With all of the above preparations in place, let’s first use the uptime command to take a look at the current Linux load average

[zzw@7dgroup2 ~]$uptime 20:12:34 UP 148 days, 3:09, 7 Users, Load Average: 0.06, 0.10, 0.13Copy the code

Scenario 1: CPU-intensive processes

First, we run the stress command on terminal 1 to simulate a 100% CPU utilization scenario.

Simulate a scenario with 100% CPU utilization.
[zzw@7dgroup2 ~]$ stress --cpu 1 --timeout 600
stress: info: [2395] dispatching hogs: 1 cpu, 0 io, 0 vm, 0 hdd
Copy the code

Viewing the current CPU usage and load average on terminal 2, we can see that the 1-minute load average has slowly increased to 1.11, and one CPU1 User has reached 72% usage.

In terminal 5, we find that the iowait of the system is almost 0. This indicates that the increase in average load is due to increased CPU User usage.
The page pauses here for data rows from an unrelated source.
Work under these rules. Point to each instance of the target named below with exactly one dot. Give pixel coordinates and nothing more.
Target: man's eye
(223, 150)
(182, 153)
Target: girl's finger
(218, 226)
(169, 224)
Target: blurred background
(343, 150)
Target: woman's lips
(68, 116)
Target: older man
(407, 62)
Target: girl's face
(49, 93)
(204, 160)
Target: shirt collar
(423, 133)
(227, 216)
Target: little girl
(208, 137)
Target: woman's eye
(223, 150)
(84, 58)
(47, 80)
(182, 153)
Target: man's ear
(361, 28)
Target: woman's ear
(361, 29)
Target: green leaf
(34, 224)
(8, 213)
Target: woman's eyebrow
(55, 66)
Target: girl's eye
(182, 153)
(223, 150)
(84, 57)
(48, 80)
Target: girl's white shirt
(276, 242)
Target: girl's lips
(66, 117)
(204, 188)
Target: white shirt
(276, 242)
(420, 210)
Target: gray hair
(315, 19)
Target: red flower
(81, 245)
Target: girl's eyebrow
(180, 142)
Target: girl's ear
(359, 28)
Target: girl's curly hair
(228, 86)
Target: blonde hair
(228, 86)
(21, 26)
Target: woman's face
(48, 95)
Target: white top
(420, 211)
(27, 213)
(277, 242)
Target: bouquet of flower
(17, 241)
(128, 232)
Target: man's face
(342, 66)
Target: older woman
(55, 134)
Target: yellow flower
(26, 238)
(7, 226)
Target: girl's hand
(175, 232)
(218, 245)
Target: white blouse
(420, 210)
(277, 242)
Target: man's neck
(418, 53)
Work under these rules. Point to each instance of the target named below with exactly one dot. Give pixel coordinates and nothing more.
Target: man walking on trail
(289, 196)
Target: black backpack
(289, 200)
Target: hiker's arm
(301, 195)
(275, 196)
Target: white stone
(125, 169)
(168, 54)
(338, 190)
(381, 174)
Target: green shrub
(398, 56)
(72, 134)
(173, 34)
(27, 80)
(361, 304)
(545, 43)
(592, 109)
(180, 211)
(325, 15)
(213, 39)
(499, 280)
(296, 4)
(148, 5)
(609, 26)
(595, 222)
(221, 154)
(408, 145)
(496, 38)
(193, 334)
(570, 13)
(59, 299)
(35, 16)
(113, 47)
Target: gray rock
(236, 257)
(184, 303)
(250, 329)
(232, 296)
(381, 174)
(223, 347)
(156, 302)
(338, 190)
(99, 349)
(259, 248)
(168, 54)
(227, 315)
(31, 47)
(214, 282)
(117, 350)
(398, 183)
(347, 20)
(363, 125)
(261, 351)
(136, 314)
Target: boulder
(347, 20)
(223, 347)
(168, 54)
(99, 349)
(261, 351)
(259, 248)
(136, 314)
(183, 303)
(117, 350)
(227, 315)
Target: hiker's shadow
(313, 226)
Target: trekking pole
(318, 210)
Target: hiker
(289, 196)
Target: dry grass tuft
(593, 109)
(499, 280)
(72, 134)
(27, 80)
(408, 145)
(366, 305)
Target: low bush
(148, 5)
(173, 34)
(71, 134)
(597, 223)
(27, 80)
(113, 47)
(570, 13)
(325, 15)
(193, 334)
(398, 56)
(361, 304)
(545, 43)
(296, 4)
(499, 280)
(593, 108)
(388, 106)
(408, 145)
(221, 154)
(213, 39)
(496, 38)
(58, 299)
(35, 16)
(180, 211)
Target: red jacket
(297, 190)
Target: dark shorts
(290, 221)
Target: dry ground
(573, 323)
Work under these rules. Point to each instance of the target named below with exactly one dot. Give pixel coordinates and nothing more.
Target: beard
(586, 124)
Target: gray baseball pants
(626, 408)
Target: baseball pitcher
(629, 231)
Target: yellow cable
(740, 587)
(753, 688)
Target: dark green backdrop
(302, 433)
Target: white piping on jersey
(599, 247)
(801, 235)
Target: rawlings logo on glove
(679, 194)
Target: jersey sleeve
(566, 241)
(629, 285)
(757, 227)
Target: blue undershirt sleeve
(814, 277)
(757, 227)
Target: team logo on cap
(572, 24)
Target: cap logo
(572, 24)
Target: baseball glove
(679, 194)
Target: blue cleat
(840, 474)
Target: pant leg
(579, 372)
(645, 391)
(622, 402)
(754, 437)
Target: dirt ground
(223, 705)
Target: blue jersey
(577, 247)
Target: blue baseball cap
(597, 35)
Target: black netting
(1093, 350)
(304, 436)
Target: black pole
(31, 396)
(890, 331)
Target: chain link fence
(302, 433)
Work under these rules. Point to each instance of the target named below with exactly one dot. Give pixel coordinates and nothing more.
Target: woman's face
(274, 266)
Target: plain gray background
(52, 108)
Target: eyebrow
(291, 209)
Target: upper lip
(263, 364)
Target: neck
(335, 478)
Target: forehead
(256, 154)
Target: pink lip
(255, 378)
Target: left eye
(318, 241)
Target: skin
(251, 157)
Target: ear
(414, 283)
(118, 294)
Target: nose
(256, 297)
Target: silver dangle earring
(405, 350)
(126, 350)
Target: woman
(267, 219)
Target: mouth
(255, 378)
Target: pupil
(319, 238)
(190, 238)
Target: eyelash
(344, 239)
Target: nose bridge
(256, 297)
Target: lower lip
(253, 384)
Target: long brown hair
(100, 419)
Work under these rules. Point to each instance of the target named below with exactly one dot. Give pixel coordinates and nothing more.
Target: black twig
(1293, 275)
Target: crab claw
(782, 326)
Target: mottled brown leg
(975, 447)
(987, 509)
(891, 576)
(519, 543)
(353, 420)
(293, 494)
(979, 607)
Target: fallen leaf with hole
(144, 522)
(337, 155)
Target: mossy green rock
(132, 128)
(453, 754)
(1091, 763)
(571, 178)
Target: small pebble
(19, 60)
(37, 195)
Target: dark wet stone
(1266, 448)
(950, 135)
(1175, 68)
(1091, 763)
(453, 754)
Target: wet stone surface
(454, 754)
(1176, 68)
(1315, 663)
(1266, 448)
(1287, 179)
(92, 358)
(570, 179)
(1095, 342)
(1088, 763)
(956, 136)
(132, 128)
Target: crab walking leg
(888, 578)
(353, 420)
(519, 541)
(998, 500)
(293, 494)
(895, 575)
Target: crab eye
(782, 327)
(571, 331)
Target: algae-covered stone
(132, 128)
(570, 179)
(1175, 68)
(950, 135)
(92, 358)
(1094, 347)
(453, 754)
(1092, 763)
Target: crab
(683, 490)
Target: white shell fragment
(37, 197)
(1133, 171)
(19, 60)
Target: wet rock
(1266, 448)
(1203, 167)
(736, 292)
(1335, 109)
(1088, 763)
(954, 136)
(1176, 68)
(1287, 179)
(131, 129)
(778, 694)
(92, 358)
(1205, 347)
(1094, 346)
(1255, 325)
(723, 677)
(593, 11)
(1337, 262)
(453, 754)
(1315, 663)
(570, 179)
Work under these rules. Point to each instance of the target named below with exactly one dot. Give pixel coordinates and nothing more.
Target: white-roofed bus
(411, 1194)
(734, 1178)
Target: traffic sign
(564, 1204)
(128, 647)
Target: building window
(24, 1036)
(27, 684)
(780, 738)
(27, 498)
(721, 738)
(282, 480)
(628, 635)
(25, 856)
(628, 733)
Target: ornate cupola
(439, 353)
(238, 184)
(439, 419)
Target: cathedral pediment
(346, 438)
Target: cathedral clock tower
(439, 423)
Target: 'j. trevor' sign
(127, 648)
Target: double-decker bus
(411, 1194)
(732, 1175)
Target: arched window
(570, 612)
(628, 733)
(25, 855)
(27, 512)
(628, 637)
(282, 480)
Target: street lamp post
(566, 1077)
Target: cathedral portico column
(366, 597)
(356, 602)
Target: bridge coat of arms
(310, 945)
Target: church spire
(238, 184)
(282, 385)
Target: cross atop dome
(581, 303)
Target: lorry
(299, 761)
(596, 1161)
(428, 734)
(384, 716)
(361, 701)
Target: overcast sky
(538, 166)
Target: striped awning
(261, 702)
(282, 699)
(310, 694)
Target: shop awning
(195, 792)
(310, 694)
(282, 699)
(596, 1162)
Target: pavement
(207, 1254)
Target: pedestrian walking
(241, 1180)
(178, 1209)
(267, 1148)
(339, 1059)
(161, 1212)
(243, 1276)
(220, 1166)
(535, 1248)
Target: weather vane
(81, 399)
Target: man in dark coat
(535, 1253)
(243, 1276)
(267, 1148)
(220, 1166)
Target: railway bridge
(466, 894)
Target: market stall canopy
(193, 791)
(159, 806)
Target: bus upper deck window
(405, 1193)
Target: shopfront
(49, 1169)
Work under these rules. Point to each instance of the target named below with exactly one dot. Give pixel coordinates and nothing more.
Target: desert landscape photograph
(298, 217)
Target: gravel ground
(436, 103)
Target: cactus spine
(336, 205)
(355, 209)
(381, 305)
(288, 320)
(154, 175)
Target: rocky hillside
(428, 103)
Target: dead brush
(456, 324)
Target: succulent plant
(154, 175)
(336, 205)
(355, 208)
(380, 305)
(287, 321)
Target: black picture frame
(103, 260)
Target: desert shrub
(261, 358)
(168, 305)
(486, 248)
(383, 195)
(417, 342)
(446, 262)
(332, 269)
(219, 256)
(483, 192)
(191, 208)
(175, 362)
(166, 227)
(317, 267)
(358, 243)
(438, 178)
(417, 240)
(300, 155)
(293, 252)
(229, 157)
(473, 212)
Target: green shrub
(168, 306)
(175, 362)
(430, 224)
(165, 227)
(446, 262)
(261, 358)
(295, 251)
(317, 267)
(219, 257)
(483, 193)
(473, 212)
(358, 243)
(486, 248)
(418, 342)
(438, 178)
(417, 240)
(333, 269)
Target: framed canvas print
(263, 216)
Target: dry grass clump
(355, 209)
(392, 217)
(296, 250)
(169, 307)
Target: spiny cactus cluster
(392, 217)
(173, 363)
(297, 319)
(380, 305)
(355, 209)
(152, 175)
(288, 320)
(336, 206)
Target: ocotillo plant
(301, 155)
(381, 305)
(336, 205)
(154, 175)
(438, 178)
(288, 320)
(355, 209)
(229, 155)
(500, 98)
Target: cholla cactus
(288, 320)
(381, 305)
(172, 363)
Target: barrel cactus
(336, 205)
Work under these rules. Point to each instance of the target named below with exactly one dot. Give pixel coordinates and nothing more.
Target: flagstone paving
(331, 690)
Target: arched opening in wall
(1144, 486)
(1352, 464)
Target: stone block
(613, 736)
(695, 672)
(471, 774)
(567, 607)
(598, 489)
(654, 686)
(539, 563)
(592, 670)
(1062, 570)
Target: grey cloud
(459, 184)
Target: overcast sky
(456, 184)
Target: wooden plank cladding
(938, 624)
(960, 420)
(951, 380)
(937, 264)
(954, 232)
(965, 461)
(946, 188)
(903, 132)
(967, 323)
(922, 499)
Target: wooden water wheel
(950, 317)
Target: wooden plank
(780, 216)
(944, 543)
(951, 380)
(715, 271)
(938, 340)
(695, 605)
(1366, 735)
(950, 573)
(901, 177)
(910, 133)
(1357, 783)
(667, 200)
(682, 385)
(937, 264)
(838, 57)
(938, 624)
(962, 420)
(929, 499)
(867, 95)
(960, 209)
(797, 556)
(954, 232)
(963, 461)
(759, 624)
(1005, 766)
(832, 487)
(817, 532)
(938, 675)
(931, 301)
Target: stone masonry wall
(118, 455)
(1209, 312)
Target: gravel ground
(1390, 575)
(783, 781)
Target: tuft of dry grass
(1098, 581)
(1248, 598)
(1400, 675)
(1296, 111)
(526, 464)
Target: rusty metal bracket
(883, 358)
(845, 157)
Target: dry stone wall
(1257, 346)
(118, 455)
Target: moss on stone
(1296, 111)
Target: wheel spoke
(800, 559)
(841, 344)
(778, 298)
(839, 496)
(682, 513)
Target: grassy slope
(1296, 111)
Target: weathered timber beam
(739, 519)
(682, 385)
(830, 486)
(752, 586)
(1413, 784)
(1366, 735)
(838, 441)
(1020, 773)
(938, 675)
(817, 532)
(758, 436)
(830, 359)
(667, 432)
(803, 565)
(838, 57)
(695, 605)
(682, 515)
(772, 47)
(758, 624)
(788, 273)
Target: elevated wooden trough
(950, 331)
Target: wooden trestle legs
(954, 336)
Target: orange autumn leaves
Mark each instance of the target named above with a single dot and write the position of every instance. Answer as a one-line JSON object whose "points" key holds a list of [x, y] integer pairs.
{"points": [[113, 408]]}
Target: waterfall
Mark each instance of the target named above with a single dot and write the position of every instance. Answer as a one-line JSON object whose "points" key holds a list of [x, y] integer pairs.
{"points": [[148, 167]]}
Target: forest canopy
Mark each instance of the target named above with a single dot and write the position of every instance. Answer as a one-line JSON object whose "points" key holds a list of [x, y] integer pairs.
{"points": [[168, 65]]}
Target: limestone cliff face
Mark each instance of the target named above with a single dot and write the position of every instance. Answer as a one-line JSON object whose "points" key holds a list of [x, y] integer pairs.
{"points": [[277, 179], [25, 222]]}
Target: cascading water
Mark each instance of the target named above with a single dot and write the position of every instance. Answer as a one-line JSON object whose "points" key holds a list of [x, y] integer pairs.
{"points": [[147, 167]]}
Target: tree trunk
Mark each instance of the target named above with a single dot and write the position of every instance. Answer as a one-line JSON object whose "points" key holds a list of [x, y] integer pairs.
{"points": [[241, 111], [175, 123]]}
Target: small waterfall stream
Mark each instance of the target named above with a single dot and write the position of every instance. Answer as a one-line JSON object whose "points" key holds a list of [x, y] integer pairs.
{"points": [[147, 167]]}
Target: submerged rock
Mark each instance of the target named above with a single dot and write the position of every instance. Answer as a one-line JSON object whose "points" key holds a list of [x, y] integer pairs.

The culprit is the Stress process with a PID of 9717.

On terminal 4, we can also intuitively understand the current load through Htop. Here we can see that the CPU User usage is green and high.

Scenario 2: I/ O-intensive process scenario

We continue to simulate THE I/O stress by running the stress command on terminal 1, that is, continuously executing sync

# Simulate I/O pressure and sync continuously
[zzw@7dgroup2 ~]$ stress -i 1 --timeout 600
stress: info: [11041] dispatching hogs: 0 cpu, 1 io, 0 vm, 0 hdd
Copy the code

Viewing the current CPU usage and load average on terminal 2, we can see that the 1-minute load average has slowly increased to 1.25, with CPU0 System using 68%

On terminal 5, we found ioWait on both cpus. This indicates that the increase of system load average is caused by the increase of IOWAIT.

So which process is it? On terminal 3, we found through IOTOP that two processes were performing a large number of IO write operations. Combined with the usage of top S column (process status code) (R and D, ready running state and non-interruptible state), we could find that stress process with PID 19241 was the cause.

Here is what happens when we stop the Stress process.

Through hTOP of terminal 4, we can also intuitively understand the current load. Here we can see that the CPU usage is red and high.

Scenario 3: Lots of processes

A process waiting for the CPU occurs when the number of processes running on the system exceeds the CPU’s capacity. Here again, we use stress to simulate four processes.

[zzw@7dgroup2 ~]$ stress -c 4 --timeout 600
stress: info: [13473] dispatching hogs: 4 cpu, 0 io, 0 vm, 0 hdd
Copy the code

Since the system had only two cpus, significantly less than four processes, the system was heavily overloaded with an average load of 4.30

Looking further at the length of the run queue (the number of processes waiting to run), it can be seen that stress processes are frantically competing for two cpus, which leads to a large run queue. These processes exceed the computing capacity of the CPU and eventually lead to system overload.

The following is using the vmstat command.

On terminal 4, we can also intuitively understand the current load through Htop. Here we can see that the CPU User usage is green and high.

Four, summary

Load averaging provides a quick way to view the overall system performance and reflect the overall system load status. But it doesn’t exactly correspond to CPU usage. Such as:

Cpu-intensive processes, using a large number of cpus can lead to a higher load average, which is the same.
I/ O-intensive processes, waiting for I/ OS can also lead to higher load averages, but CPU usage is not necessarily high.
A large number of processes waiting for the CPU can also result in high load averages and high CPU utilization

In addition, hTOP is colored for different types of loads (F2 can be customized). For example, CPU intensive applications, the load color is green and high, and ioWAIT operations, it is red and high.

Finally, a classical performance analysis thinking diagram is attached:

Operating system (CPU/IO/Mem/Net)-> process -> thread -> stack -> code. If both CPU and I/O are high, look at I/O first.